Saturday 26 March saw well in excess of the reported 250,000 people march through London against the public spending cuts which are now being pushed through by the Tory-Lib Dem coalition.
The mainstream news media took the opportunity to report that the TUC-inspired demonstration was not called to oppose the cuts, but merely asked for an ‘alternative’ to them. To the delight of the capitalist media, Brendan Barber and others spoke at length about the unfairness of the cuts but did not dare to challenge the capitalist foundations of the current crisis or the inherent flaws in a system that is based upon the exploitation of man by man.
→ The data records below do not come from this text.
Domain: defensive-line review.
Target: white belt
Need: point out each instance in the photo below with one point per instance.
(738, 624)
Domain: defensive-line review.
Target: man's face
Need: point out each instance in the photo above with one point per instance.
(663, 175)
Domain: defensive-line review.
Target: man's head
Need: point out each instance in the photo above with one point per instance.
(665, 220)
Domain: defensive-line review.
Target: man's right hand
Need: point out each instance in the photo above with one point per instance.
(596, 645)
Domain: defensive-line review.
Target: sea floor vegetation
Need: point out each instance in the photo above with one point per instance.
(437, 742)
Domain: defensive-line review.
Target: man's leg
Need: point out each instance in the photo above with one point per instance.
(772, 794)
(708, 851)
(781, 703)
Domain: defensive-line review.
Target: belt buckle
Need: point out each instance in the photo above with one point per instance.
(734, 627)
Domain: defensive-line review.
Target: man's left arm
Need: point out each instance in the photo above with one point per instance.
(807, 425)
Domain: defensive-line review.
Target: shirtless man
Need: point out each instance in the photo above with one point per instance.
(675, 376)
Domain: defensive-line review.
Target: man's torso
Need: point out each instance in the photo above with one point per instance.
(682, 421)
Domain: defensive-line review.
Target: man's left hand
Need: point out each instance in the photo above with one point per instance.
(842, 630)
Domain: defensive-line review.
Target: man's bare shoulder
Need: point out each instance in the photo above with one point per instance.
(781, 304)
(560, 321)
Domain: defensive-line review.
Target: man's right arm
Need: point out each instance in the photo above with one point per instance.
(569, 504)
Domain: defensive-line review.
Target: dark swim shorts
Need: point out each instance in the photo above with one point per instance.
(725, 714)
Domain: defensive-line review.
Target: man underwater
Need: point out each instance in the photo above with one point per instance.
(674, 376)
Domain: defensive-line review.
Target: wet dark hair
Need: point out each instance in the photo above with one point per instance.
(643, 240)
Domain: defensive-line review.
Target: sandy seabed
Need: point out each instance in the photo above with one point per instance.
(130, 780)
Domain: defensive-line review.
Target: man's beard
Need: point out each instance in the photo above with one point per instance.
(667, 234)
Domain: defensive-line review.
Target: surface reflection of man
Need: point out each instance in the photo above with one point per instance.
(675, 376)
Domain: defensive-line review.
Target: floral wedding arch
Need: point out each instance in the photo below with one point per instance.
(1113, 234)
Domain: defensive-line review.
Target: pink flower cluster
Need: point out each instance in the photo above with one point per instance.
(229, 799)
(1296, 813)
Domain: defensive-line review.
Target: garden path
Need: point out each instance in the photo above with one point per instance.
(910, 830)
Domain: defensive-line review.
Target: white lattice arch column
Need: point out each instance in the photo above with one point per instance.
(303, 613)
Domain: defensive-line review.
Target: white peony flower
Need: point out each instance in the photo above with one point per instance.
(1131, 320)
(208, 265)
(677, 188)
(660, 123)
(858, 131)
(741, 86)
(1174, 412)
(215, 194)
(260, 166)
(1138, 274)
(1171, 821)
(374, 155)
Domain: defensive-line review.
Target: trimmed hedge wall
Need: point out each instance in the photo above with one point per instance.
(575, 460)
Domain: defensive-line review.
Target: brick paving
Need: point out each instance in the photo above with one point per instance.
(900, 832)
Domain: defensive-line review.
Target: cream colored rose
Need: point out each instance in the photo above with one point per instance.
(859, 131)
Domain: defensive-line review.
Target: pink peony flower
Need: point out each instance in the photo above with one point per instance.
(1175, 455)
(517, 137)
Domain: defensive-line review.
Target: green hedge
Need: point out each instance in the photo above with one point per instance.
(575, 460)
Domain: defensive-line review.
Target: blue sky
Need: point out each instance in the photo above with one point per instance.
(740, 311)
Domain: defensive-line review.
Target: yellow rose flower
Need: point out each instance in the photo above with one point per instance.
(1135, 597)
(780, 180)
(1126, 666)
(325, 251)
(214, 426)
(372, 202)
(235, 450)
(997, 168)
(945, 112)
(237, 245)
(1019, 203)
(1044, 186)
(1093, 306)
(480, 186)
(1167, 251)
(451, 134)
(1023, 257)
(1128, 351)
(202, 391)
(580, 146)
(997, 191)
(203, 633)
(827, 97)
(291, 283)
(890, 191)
Barber and the TUC hierarchy, far from wanting to bring about any real opposition to the cuts, provided the financial and organisational means to mobilise hundreds of thousands of workers who were promptly marched from their coaches to Hyde Park and back again! In so doing, Barber and the TUC effectively acted as a pressure-release valve for capitalism. The anger and resentment that confronts capitalism, and which had motivated many thousands to protest, was allowed to dissipate. Frustrated and exploited workers could blow off some steam as they passed through London on a spring afternoon.
Despite the class treachery of the union leaderships, those who marched on the 26th will have learnt important lessons. The sheer size of the march (which took four hours just to enter the park) will have confirmed in the minds and hearts of those in attendance that a genuine fight-back is possible. The material conditions exist for resistance, as does the will to oppose the cuts; all that is lacking is the necessary leadership.
At the rally in Hyde Park, Labour leader Ed Miliband clutched at every cliché going. He lurched from references to the suffragettes to the anti-apartheid movement and even threw in the odd mention to the American civil-rights movement! He said that “Our struggle is to fight to preserve, protect and defend the best of the services we cherish because they represent the best of the country we love”, and went on to call for “homes fit for heroes”!
By heroes, we don’t believe he meant the masses of working and middle-class people gathered in Hyde Park, but rather the scores of unfortunate men and women who are returned each year in body bags and wheelchairs from Labour’s most recent colonial misadventures in Afghanistan and Iraq!
After years of privatisation under Labour, many of those in attendance were sympathetic to calls to ‘Break the link’ with Labour, and CPGB-ML comrades easily distributed the 10,000 copies of the party’s ‘No to ALL capitalist cuts’ leaflet they had brought along.
If we really want to build a movement that can fight the cuts, we have to understand that capitalist overproduction crisis lies at the heart of the recurring economic meltdowns. To bury this outmoded system once and for all will require a bitter struggle against capitalism, and against the influence of capital in the labour movement, and this begins with a struggle to break organised labour from the vice-like grip of the Labour party and all those who wish to organise an ‘alternative’ programme of cuts, privatisations, lay-offs and wars!
Perhaps Mr Miliband failed to see the irony when he quoted Martin Luther King at the end of his speech: “The arc of the moral universe is long and it bends towards justice”!